Like almost every other political issue these days, this relatively arcane one is regarded through the distorting prism of alleged Russian “interference“: any decision which does not consolidate the power of American-dominated supranational structures like the US or the EU is now routinely attributed to all-pervasive Russian influence, as if all dissidents were foreign agents. Western discussion of this subject now resembles the paranoia of the old Soviet regime, and of its satellites in Eastern Europe, which similarly attacked anti-Communists for being “fifth columnists” – the very phrase used by a prominent European politician last month to lambast all his enemies as Russian stooges.
US influence is suspected in this case between Greece and Macedonia because the Americans are pushing to bring the whole of the Balkan peninsula under Western control. This has been policy for nearly thirty years – at least since the Yugoslav wars led to a US-brokered peace deal in Bosnia in 1995. In recent years the tempo has quickened, with the accession of Montenegro to NATO last year leaving only Macedonia and Serbia as missing pieces of the puzzle. The Greek victory over the name of Macedonia removes the last obstacle to that country’s accession to NATO and other “Euro-Atlantic structures” like the EU and soon only Serbia will be left. Will she last long?
One of the most notorious anecdotes of the Second World War was told by Churchill. While in Moscow in 1944, he and Stalin divided up Eastern Europe and the Balkans into spheres of influence, putting percentage figures to show the respective weight of the West and the USSR – 10:90 in Greece, 50:50 Yugoslavia, 25:75 in Bulgaria, and so on. Churchill recalls how this so-called Percentages Agreement was concluded in a few minutes, and how he scribbled a note of their verbal agreement on a piece of paper which Stalin glanced at for a second and then ticked off. Churchill wrote, “It was all settled in no more time than it takes to set down.”

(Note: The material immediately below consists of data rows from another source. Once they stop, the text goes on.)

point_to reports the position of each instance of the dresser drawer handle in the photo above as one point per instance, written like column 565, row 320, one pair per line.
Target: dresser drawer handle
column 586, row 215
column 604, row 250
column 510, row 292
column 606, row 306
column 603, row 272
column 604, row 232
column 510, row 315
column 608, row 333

Churchill then reflected that it might seem cynical to decide the fate of millions of people in such an offhand manner. Later generations have generally agreed with his self-criticism. Today’s West would certainly never conclude such an agreement – but not because of any squeamishness or lack of cynicism on its part. Instead, the West, especially the US, could not conclude any agreement because in every case the only acceptable outcome would be 100% influence for itself. That is what Geoffrey Pyatt and his colleagues spend their entire careers trying to achieve – and, to a large extent, they succeed.